Regardless of how or where you grew up, you may have spent many evenings shooting hoops with the neighbor kids. Whether you could dunk or never quite manage to bring the ball down the court, playing basketball may have been your way to pass the time as a kid.

As you grew older, maybe your skills improved enough to get you a college scholarship. Or perhaps you’ve simply enjoyed rooting for your favorite team (Go Nuggets!). But no matter your interest in the sport, have you ever thought about how basketball came to be?

Think there’s no connection between patents and playing? Think again.

Everything must come from something; astute business people have continually improved products and processes, then protected them with patents. But are you familiar with the patents that have propelled “basket ball” from 1891 to present day?

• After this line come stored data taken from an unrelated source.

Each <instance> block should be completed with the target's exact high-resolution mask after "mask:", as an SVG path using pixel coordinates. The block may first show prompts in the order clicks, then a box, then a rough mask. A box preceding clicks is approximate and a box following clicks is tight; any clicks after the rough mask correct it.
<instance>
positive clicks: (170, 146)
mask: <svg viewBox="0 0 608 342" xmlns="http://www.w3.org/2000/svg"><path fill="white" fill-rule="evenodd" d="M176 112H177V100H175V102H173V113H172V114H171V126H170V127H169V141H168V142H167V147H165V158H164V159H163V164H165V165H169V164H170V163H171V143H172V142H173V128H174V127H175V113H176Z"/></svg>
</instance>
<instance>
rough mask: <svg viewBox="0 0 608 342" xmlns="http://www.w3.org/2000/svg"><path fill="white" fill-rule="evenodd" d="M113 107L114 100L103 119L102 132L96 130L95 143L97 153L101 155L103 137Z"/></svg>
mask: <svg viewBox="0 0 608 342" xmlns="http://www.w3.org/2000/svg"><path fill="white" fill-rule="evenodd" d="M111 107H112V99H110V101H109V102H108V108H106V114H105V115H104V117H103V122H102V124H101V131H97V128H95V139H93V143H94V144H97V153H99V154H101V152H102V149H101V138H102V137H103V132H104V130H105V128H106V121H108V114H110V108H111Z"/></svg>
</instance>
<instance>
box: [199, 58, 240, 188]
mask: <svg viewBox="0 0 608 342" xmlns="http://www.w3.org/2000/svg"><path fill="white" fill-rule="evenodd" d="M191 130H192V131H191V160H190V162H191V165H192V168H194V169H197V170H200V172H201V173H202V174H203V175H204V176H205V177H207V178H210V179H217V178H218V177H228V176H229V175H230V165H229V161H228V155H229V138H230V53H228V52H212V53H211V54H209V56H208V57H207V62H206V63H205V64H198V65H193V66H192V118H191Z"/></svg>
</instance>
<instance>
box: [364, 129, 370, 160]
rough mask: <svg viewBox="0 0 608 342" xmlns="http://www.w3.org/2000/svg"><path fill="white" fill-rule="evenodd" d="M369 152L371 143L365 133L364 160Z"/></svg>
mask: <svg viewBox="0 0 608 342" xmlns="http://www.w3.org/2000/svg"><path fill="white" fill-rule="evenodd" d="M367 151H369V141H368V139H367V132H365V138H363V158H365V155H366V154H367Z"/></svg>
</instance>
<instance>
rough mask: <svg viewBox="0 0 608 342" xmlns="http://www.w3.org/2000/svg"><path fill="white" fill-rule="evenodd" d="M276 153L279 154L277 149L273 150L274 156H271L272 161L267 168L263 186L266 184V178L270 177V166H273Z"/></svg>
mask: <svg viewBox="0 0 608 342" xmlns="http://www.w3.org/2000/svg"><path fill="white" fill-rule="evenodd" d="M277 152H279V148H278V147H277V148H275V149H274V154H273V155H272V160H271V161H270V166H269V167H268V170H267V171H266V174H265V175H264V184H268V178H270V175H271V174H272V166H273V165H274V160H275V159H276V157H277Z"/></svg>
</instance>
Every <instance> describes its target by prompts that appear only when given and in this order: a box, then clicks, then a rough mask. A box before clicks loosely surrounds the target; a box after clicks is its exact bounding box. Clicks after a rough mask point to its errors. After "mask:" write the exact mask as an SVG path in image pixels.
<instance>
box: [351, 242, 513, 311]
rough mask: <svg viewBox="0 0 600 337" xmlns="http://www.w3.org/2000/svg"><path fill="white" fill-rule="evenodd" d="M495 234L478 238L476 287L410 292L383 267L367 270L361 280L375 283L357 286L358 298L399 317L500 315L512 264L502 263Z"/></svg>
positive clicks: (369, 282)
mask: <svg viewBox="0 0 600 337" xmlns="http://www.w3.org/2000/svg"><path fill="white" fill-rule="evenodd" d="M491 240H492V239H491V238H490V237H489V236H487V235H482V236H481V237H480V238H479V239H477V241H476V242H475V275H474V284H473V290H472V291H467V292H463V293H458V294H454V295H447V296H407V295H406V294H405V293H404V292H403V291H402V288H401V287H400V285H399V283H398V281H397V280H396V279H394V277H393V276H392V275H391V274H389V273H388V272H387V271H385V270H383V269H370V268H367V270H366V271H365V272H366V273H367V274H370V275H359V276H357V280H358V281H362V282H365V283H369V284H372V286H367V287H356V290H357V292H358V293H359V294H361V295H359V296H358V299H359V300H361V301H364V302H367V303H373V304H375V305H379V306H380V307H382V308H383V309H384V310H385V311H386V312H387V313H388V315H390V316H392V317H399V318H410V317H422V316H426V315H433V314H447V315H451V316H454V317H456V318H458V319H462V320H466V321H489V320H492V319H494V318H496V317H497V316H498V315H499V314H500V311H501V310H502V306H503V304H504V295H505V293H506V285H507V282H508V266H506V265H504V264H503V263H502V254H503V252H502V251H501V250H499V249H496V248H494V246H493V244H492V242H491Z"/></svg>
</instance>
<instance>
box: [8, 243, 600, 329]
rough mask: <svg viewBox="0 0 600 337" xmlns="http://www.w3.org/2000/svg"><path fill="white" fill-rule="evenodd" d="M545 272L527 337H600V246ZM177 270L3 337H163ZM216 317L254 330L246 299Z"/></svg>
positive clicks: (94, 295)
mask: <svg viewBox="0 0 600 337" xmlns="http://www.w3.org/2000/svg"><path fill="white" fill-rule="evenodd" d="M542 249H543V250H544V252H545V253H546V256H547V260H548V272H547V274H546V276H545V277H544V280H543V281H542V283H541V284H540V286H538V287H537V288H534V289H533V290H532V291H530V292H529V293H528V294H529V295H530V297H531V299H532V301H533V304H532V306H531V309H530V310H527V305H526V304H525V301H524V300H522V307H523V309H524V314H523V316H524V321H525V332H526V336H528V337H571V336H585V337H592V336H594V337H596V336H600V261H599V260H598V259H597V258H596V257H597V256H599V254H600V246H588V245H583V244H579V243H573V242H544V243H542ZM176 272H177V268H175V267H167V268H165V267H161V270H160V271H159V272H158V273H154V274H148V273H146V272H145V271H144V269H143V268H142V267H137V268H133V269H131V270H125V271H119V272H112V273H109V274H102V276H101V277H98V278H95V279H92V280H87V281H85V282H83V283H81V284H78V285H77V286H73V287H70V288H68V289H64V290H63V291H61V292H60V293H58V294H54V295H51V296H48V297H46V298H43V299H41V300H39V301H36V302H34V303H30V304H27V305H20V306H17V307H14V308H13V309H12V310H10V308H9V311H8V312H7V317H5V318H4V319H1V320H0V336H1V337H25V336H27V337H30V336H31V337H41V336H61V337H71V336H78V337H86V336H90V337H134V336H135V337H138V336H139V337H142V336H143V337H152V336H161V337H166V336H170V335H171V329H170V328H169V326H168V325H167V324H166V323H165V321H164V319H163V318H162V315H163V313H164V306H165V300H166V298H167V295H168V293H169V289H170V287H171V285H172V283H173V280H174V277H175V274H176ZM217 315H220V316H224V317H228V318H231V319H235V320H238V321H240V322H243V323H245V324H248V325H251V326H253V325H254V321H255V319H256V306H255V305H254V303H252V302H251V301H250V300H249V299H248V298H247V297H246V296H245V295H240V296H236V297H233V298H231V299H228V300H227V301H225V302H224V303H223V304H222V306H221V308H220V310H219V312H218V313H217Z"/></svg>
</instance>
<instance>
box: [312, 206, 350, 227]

By hanging up some peach baskets in the Springfield YMCA, James Naismith invented the game to facilitate indoor exercise during the winter. With additional inventions throughout the years, the sport is now enjoyed around the globe, thanks to patents which include the:

  • Hoop – Hiram B. Rockhill patented a holder for a bucket the same year the game was invented.
  • Goal – Patented by Milton Reach, the goal helped support the basket to the wall.
  • Ball – Though A.G. Spalding developed the first basketball similar to the early laced football design, George L. Pierce patented the first ball specific to basketball in 1929.

Through a goal improvement in 1936, Alvie Sandeberg applied for both a utility and design patent for a goal where you can loop the net over hooks.

Protecting your intellectual property can increase your competitive edge

Many others offered improvements to the game over the course of time. However, it’s the ones who took their ideas further, securing patent protection, who are reaping the profits today.

Whether you think of new things you could bring to market or see ways you can improve on existing inventions, you would be wise to protect your ideas – you never know which ones will be slam dunks.